Out of the 21 stroke patients who developed shoulder pain, about 50% of the cases occurred within a week after stroke onset. Similar observations regarding early shoulder pain onset are reported by Gamble et al. (1) and Lindgren et al. (2), although there are differences in the selection of patients and study design between our study and these two studies as we only included patients with pronounced arm paresis during hospital stay. A difference was observed within our shoulder pain group: the patients with early onset of shoulder pain more often reported a history of shoulder pain. This seems to be logical, as loss of muscle stabilization in the shoulder probably revealed or provoked earlier injuries. Another reason for early onset of shoulder pain might be that the patients are in their lowest and most vulnerable status immediately after stroke onset. It would have been of interest to follow the study participants for more than 3 months to gain more information about long-term outcomes. Unfortunately, no follow-up was performed.

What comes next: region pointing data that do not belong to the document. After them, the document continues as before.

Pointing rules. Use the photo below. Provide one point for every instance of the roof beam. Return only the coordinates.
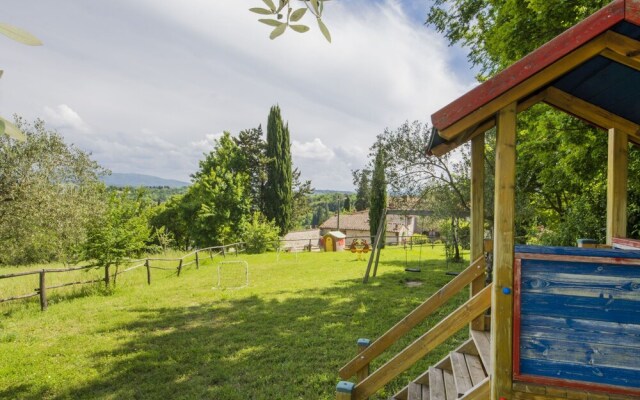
(591, 113)
(537, 81)
(485, 126)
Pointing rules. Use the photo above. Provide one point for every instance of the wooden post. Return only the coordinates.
(344, 390)
(43, 291)
(363, 373)
(146, 264)
(617, 172)
(504, 242)
(107, 278)
(477, 216)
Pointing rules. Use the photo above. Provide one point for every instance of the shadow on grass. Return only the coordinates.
(253, 347)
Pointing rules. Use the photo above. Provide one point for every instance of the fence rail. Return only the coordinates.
(42, 288)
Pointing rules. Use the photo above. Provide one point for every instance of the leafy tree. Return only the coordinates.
(363, 193)
(219, 196)
(286, 16)
(48, 192)
(120, 231)
(278, 191)
(301, 206)
(378, 193)
(253, 150)
(259, 234)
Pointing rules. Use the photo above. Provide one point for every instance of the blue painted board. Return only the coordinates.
(580, 321)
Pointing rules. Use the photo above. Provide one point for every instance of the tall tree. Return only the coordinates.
(278, 191)
(363, 192)
(378, 193)
(253, 150)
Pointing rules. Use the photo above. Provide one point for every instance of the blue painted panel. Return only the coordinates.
(582, 331)
(580, 321)
(578, 251)
(579, 372)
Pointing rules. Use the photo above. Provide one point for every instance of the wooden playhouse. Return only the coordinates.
(564, 322)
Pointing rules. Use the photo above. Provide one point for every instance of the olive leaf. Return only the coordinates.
(11, 130)
(297, 14)
(324, 30)
(262, 11)
(299, 28)
(19, 35)
(278, 31)
(271, 22)
(270, 4)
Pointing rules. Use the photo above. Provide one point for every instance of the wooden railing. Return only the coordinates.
(424, 310)
(473, 308)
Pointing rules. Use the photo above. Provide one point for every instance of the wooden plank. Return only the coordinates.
(589, 112)
(617, 171)
(424, 344)
(415, 391)
(483, 342)
(449, 384)
(567, 329)
(625, 288)
(476, 372)
(480, 391)
(477, 217)
(461, 374)
(436, 384)
(541, 60)
(413, 318)
(504, 242)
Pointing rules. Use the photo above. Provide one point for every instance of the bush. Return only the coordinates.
(259, 234)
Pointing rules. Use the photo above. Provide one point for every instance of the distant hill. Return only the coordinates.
(137, 180)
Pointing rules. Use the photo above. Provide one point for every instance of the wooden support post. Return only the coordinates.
(477, 217)
(504, 242)
(617, 172)
(43, 291)
(107, 278)
(364, 371)
(344, 390)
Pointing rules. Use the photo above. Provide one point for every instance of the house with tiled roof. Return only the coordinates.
(356, 225)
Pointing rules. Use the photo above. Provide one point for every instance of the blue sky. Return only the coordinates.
(148, 86)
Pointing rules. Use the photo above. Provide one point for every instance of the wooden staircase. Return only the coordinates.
(461, 375)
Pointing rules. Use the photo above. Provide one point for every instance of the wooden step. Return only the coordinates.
(461, 374)
(483, 344)
(418, 392)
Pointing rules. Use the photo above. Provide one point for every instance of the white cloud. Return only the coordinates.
(63, 116)
(313, 150)
(154, 81)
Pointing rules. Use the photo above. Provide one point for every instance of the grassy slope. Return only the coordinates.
(284, 337)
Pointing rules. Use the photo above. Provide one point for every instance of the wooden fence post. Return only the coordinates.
(146, 264)
(107, 278)
(363, 373)
(43, 291)
(344, 390)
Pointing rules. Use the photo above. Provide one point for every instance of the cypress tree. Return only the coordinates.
(378, 195)
(278, 191)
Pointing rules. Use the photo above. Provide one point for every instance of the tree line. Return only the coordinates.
(53, 206)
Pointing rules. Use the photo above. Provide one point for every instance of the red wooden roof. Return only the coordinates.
(538, 60)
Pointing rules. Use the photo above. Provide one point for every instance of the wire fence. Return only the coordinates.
(107, 274)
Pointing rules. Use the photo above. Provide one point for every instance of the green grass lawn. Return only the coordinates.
(283, 337)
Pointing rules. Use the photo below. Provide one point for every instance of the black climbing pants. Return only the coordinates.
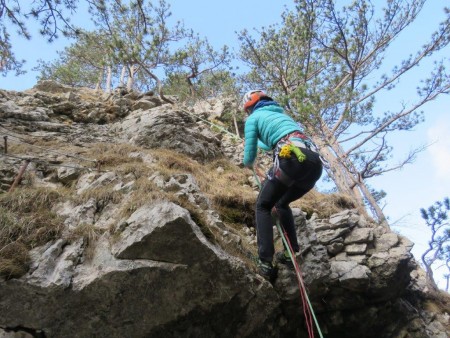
(276, 194)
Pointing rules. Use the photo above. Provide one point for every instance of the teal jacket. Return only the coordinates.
(264, 128)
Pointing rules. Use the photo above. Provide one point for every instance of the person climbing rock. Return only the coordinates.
(296, 168)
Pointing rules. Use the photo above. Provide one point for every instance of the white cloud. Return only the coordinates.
(438, 135)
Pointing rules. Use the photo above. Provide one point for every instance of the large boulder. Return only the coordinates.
(162, 127)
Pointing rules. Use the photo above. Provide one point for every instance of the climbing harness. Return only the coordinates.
(288, 146)
(307, 306)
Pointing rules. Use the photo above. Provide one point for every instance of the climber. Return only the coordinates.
(295, 170)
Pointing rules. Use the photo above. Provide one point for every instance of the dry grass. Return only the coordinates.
(26, 221)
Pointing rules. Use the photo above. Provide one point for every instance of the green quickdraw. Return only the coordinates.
(287, 149)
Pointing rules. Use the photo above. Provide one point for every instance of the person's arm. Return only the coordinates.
(263, 146)
(251, 141)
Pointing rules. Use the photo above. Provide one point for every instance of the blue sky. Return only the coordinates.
(415, 186)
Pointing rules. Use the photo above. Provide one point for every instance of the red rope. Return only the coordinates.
(301, 286)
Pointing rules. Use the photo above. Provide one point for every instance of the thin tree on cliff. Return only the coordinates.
(436, 217)
(324, 62)
(81, 64)
(142, 38)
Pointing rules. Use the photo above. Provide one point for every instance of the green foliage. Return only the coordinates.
(436, 218)
(322, 63)
(81, 64)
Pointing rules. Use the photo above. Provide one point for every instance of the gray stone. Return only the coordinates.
(359, 235)
(335, 248)
(68, 173)
(386, 241)
(356, 249)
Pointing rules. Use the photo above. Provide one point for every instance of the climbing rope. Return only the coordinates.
(308, 310)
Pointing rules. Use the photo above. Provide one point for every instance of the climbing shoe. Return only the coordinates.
(283, 257)
(266, 270)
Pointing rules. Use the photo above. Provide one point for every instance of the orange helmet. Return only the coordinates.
(251, 98)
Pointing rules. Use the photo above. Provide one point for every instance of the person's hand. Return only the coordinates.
(260, 173)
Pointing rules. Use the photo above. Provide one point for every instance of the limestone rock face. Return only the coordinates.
(163, 269)
(163, 128)
(161, 278)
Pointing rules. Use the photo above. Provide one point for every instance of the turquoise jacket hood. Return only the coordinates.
(264, 128)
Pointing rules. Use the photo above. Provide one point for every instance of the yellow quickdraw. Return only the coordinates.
(285, 152)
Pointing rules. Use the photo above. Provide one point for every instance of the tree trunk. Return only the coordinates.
(108, 79)
(131, 74)
(122, 76)
(98, 86)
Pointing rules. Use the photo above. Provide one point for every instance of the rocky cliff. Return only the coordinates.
(134, 219)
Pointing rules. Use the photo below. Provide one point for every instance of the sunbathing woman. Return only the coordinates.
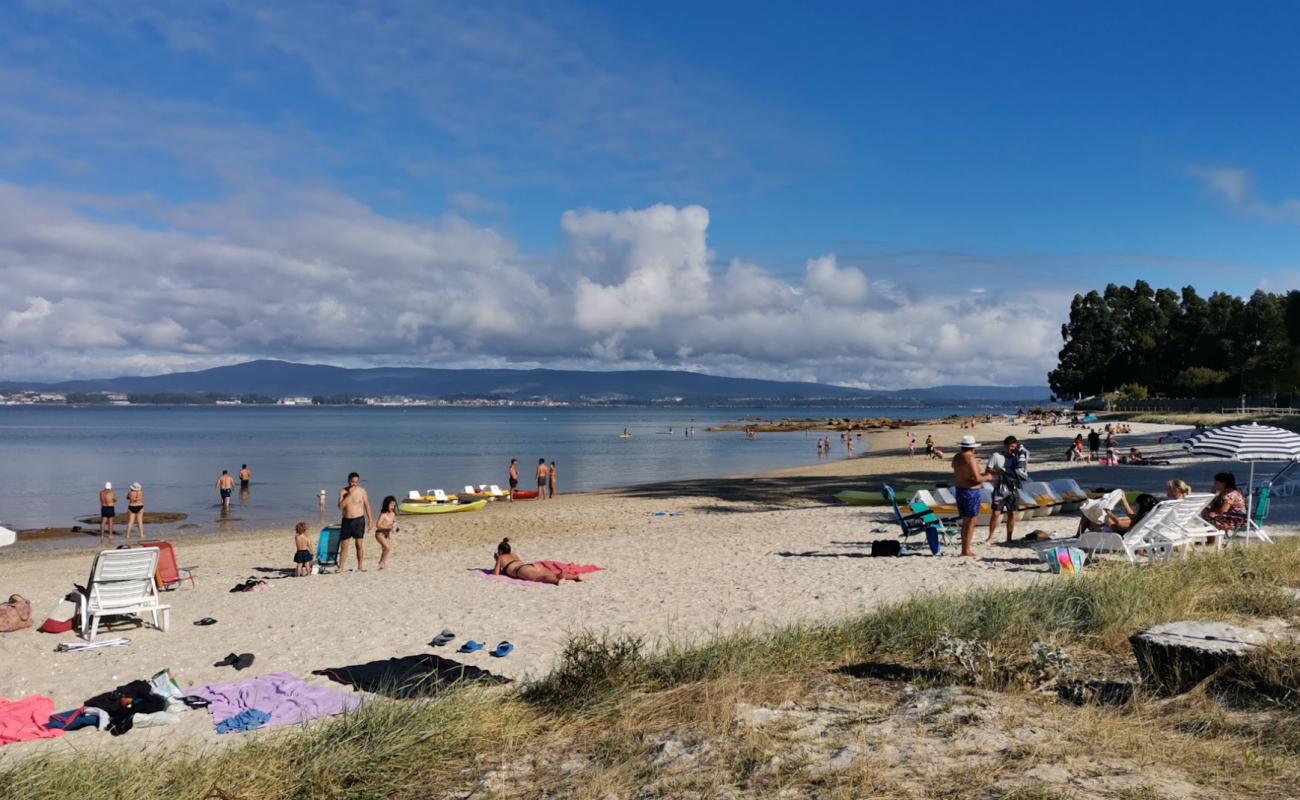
(514, 566)
(1121, 524)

Haemorrhagic stroke was more frequent in the shoulder pain group in our study, but to our knowledge, no other studies have reported similar findings. As very few patients were diagnosed as haemorrhagic stroke, our study could not analyse differences within haemorrhagic subgroups. It is notable, however, that NIHSS admission median score for the haemorrhagic stroke patients was higher compared with the ischemic stroke patients (data not shown).

Different results have been reported about the association between subluxation in the glenohumeral joint and shoulder pain after stroke (2,7,8,22). Lindgren et al. (2) reported an association, but we did not, even though we used their assessment method. This difference is probably due to differences in inclusion criteria, resulting in different comparison designs. Logically, a shoulder joint with a subluxation ought to be more vulnerable than a shoulder joint with caput humerii in its normal physiological position. Our study results, however, might indicate that subluxation of the shoulder joint has a stronger relation to pronounced arm paresis than developing shoulder pain after stroke onset.

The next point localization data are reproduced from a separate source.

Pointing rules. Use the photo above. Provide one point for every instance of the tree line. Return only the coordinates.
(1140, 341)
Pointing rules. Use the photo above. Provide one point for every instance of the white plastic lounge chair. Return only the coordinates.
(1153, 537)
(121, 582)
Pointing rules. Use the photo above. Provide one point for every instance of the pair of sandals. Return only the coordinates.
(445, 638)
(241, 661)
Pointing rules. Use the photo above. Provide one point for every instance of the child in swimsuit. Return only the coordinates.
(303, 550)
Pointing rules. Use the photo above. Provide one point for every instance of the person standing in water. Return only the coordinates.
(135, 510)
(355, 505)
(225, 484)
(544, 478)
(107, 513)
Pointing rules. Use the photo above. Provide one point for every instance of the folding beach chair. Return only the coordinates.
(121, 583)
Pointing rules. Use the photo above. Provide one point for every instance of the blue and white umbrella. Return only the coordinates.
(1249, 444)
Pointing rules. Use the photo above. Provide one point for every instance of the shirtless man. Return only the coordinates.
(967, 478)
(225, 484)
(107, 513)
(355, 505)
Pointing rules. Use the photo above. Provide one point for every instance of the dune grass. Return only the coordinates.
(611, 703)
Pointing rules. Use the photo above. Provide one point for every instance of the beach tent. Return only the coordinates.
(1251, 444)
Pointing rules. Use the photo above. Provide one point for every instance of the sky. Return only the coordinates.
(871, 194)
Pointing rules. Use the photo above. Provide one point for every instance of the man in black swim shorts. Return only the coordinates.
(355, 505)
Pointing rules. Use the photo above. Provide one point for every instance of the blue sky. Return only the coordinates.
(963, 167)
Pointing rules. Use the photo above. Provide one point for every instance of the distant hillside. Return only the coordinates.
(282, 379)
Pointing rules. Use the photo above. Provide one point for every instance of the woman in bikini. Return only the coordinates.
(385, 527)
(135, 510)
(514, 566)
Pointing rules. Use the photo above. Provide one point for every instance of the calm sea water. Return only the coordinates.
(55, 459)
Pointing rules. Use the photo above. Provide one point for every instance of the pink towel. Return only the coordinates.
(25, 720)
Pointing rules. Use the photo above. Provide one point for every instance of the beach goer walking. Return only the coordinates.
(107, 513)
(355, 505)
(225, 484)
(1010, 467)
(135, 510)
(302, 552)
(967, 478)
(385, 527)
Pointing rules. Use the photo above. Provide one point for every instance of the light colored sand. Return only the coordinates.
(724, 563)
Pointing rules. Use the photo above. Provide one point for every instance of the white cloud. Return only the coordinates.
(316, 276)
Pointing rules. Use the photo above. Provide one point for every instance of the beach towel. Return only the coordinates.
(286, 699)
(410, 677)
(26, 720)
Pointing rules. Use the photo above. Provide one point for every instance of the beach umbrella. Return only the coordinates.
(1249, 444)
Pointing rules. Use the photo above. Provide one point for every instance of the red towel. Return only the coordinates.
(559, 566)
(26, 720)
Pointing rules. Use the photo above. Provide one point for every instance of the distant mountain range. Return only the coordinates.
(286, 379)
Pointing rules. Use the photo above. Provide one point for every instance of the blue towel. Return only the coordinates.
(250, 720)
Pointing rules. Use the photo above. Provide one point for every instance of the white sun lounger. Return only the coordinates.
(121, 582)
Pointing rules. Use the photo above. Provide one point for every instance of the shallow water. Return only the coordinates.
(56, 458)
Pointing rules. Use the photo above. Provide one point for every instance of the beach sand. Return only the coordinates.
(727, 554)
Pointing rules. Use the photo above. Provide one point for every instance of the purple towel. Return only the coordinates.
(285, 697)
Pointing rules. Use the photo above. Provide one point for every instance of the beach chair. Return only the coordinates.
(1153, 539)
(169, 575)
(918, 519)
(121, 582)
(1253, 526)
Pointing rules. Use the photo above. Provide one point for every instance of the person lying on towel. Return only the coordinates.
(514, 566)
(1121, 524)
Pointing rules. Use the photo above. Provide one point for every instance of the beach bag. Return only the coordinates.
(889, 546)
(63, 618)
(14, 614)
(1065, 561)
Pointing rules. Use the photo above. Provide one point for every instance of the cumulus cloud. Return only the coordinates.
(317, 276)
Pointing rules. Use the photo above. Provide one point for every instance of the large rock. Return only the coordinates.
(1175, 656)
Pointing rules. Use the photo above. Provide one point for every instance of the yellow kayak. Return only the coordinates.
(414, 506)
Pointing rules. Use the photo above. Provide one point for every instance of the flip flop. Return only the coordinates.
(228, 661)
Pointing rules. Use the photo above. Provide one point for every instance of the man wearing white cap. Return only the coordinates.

Sensory disturbance from light touch has been reported to be a predictor of shoulder pain after stroke (1,2). As no association was found in our study, our study may lack statistical power. The same phenomenon might be applied for the association between neglect and shoulder pain. However, larger studies are needed to determine such associations.

Among stroke patients with pronounced arm paresis developing shoulder pain, concomitant hand oedema may be another symptom of shoulder injury. When investigating factors that cause post-stroke shoulder injury and pain, we must consider repetitive low force traumas in daily care, such as training, exercise, dressing, personal hygiene, transfers and positioning. These factors may warrant further investigation.

NOTICE OF CORRECTION

The version of this article published online ahead of print on 8 October 2013 contained errors. On pages 3 and 5 “shoulder group” should have read “no shoulder group” in four instances. These errors have been corrected for this version.

Conflict of interest: None to declare.

This study was supported by grants from the County Council of Västerbotten and the National Stroke Association in Sweden.